Sixteenth Century Society and Conference, Bruges, Belgium
18-20 August 2016
Co-opetition: Testing the Bounds of Cooperation and Competition
Session Sponsored by the Italian Art Society
John von Neumann and Oskar Morgenstern’s landmark 1944 publication,
Theory of Games and Economic Behavior, introduced the world to the
economic field of Game Theory and proposed the principle of
co-opetition. Originally suggested as a method of interaction between
businesses, the theory holds that when two competitive entities share
congruent interests, working together to develop those shared
characteristics will lead to a greater outcome than isolated efforts.

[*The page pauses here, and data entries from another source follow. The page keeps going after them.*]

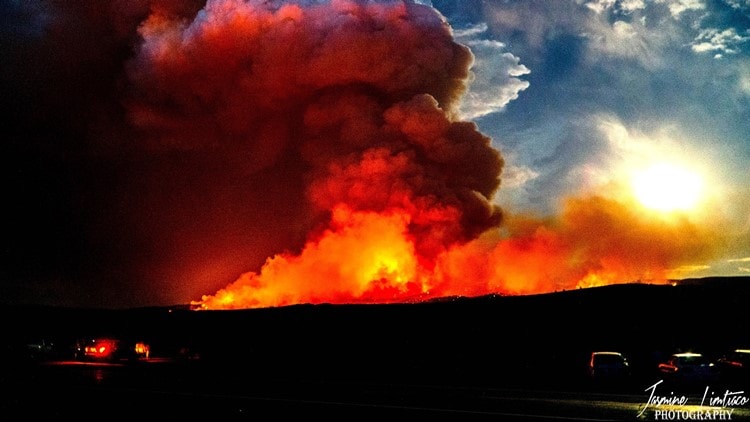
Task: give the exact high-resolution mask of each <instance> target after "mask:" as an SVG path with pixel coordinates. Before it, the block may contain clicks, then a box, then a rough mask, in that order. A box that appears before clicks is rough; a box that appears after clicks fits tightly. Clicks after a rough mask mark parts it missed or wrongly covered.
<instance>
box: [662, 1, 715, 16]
mask: <svg viewBox="0 0 750 422" xmlns="http://www.w3.org/2000/svg"><path fill="white" fill-rule="evenodd" d="M656 3H662V4H666V5H667V7H668V8H669V12H670V13H671V14H672V17H673V18H675V19H679V18H680V15H681V14H682V13H683V12H686V11H695V10H703V9H705V8H706V5H705V3H704V2H703V0H656Z"/></svg>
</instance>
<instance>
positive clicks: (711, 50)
mask: <svg viewBox="0 0 750 422" xmlns="http://www.w3.org/2000/svg"><path fill="white" fill-rule="evenodd" d="M748 40H750V36H742V35H740V34H738V33H737V31H736V30H735V29H734V28H727V29H725V30H723V31H720V30H719V29H716V28H707V29H703V30H701V31H700V33H699V34H698V36H696V37H695V40H694V41H693V44H692V45H691V48H692V50H693V51H694V52H696V53H711V52H713V53H716V54H717V55H723V54H736V53H737V52H738V51H739V50H738V47H739V45H740V44H742V43H744V42H746V41H748Z"/></svg>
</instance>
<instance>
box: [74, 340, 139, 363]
mask: <svg viewBox="0 0 750 422" xmlns="http://www.w3.org/2000/svg"><path fill="white" fill-rule="evenodd" d="M150 353H151V350H150V347H149V345H148V344H146V343H144V342H131V341H123V340H120V339H114V338H93V339H86V340H79V341H78V343H77V344H76V356H77V357H78V358H79V359H82V360H93V361H115V360H137V359H148V358H149V355H150Z"/></svg>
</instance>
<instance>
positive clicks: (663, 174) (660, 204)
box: [631, 163, 703, 212]
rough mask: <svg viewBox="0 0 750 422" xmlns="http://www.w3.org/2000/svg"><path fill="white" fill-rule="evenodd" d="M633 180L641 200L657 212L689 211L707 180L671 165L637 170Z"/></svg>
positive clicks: (689, 170)
mask: <svg viewBox="0 0 750 422" xmlns="http://www.w3.org/2000/svg"><path fill="white" fill-rule="evenodd" d="M631 181H632V187H633V192H634V194H635V197H636V198H637V199H638V201H639V202H640V203H641V204H643V206H645V207H647V208H650V209H653V210H656V211H664V212H668V211H688V210H690V209H692V208H694V207H695V206H696V204H697V203H698V201H699V200H700V197H701V194H702V190H703V178H702V177H701V176H700V175H699V174H698V173H697V172H695V171H692V170H690V169H688V168H685V167H681V166H677V165H674V164H670V163H658V164H654V165H652V166H650V167H647V168H644V169H641V170H639V171H636V172H635V173H634V174H633V176H632V180H631Z"/></svg>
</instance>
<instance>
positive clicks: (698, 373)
mask: <svg viewBox="0 0 750 422" xmlns="http://www.w3.org/2000/svg"><path fill="white" fill-rule="evenodd" d="M659 372H661V373H662V374H663V375H664V376H665V377H667V378H669V379H671V380H673V381H683V382H708V381H715V380H716V379H717V378H718V375H719V372H718V370H717V368H716V367H715V366H714V364H713V363H711V362H709V360H708V359H706V357H705V356H703V355H702V354H700V353H675V354H673V355H672V356H671V357H670V358H669V360H668V361H666V362H663V363H660V364H659Z"/></svg>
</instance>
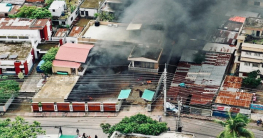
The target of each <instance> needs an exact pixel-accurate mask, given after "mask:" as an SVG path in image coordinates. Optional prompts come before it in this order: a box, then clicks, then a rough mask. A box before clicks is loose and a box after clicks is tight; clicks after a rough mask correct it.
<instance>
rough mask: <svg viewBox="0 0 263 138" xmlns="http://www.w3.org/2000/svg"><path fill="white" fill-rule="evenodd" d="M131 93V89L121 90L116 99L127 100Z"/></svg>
mask: <svg viewBox="0 0 263 138" xmlns="http://www.w3.org/2000/svg"><path fill="white" fill-rule="evenodd" d="M130 93H131V89H127V90H121V92H120V94H119V96H118V99H127V98H128V97H129V95H130Z"/></svg>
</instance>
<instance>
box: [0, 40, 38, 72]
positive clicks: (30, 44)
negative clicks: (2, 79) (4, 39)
mask: <svg viewBox="0 0 263 138" xmlns="http://www.w3.org/2000/svg"><path fill="white" fill-rule="evenodd" d="M33 62H34V50H33V48H32V46H31V44H30V43H1V44H0V74H7V75H8V74H18V73H19V72H23V73H24V74H25V75H28V74H29V72H30V70H31V69H32V67H33Z"/></svg>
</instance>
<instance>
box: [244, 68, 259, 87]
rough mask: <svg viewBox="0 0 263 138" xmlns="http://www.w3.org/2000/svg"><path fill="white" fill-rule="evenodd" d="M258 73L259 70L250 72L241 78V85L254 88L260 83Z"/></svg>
mask: <svg viewBox="0 0 263 138" xmlns="http://www.w3.org/2000/svg"><path fill="white" fill-rule="evenodd" d="M258 73H260V72H259V70H257V71H252V72H250V73H249V74H248V76H247V77H246V78H244V79H243V81H242V85H243V86H245V87H249V88H256V87H257V86H258V85H259V84H260V83H261V79H260V78H257V75H258Z"/></svg>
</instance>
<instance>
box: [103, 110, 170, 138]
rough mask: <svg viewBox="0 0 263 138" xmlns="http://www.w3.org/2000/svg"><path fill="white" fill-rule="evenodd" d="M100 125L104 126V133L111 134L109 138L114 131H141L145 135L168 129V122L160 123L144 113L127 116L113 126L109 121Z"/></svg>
mask: <svg viewBox="0 0 263 138" xmlns="http://www.w3.org/2000/svg"><path fill="white" fill-rule="evenodd" d="M100 127H101V128H102V130H103V133H105V134H109V135H108V137H109V138H110V137H111V135H112V134H113V132H114V131H119V132H121V133H124V134H128V133H139V134H145V135H159V134H161V133H162V132H165V131H167V123H164V122H161V123H160V122H158V121H156V120H153V119H152V118H150V117H147V116H146V115H143V114H137V115H134V116H131V117H125V118H123V119H122V120H121V121H120V122H119V123H117V124H115V125H113V126H111V125H110V124H108V123H106V124H104V123H101V124H100Z"/></svg>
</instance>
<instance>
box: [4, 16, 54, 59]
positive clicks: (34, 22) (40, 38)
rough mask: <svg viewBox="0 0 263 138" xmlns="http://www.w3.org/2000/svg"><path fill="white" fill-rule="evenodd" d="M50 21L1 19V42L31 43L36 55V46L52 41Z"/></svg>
mask: <svg viewBox="0 0 263 138" xmlns="http://www.w3.org/2000/svg"><path fill="white" fill-rule="evenodd" d="M51 28H52V26H51V22H50V20H49V19H22V18H15V19H14V18H0V41H4V42H31V44H32V47H33V48H34V52H35V56H36V57H37V55H36V50H35V49H36V46H37V45H38V43H41V42H43V41H46V40H50V39H51Z"/></svg>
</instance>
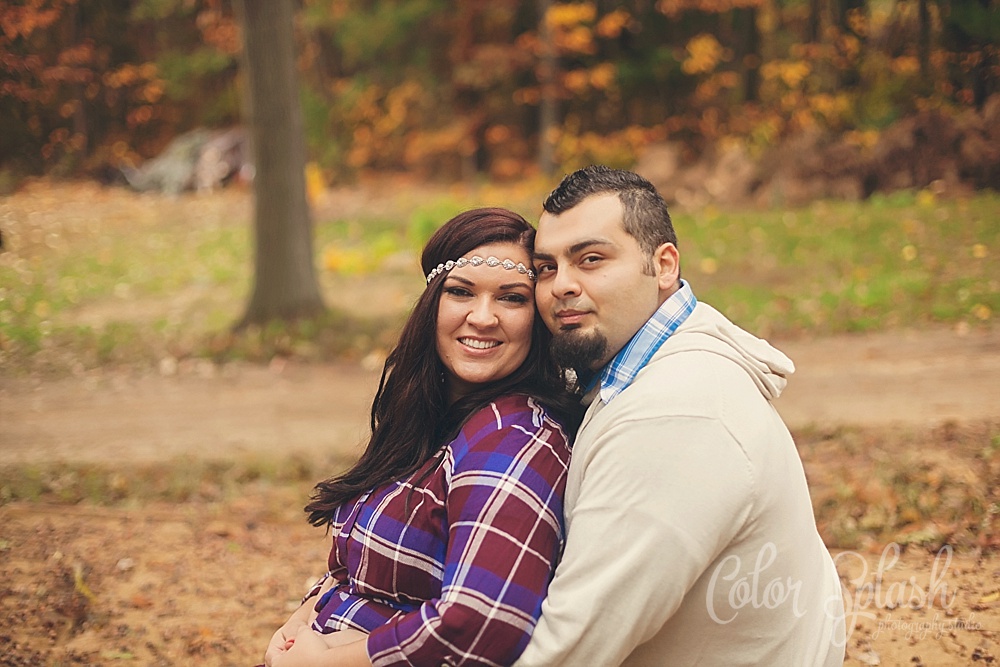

This concept has been applied in earlier research to the working
relationship between early sixteenth-century figures Raphael and
Baldassarre Peruzzi in the negotiations of artistic and architectural
commissions at the Roman Villa Chigi (known today as the Villa
Farnesina). Though the two were inherent competitors, the visual record
at the Villa Farnesina suggests that competition was tempered with
collaboration to yield a striking series of visual narratives that
today are recognized as a watershed moment in Roman artistic and
architectural history.
This session aims to advance this initial exploration by inviting paper
topics that work to apply this theory of co-opetition to the larger
field of early sixteenth-century Italian artistic and architectural
production as a nuanced engagement between the parameters of
competition and cooperation, examining instances where normally
competitive forces chose to work in tandem to achieve an ultimate
artistic goal. Papers could trace this theme within a singular work
that exhibits these tensions to a larger negotiation, for example, one
that occurs between workshop participants or large-scale commissions.
The goal of this session is to better elucidate this term in its
applications to art and architecture and to assess more globally its
validity in such applications to the working relationships of
sixteenth-century figures.
Prospective participants should send a brief abstract (no more than 300
words) and a brief curriculum vitae (300-word maximum in outline rather
than narrative form) to [log in to unmask] by 1 February, 2016.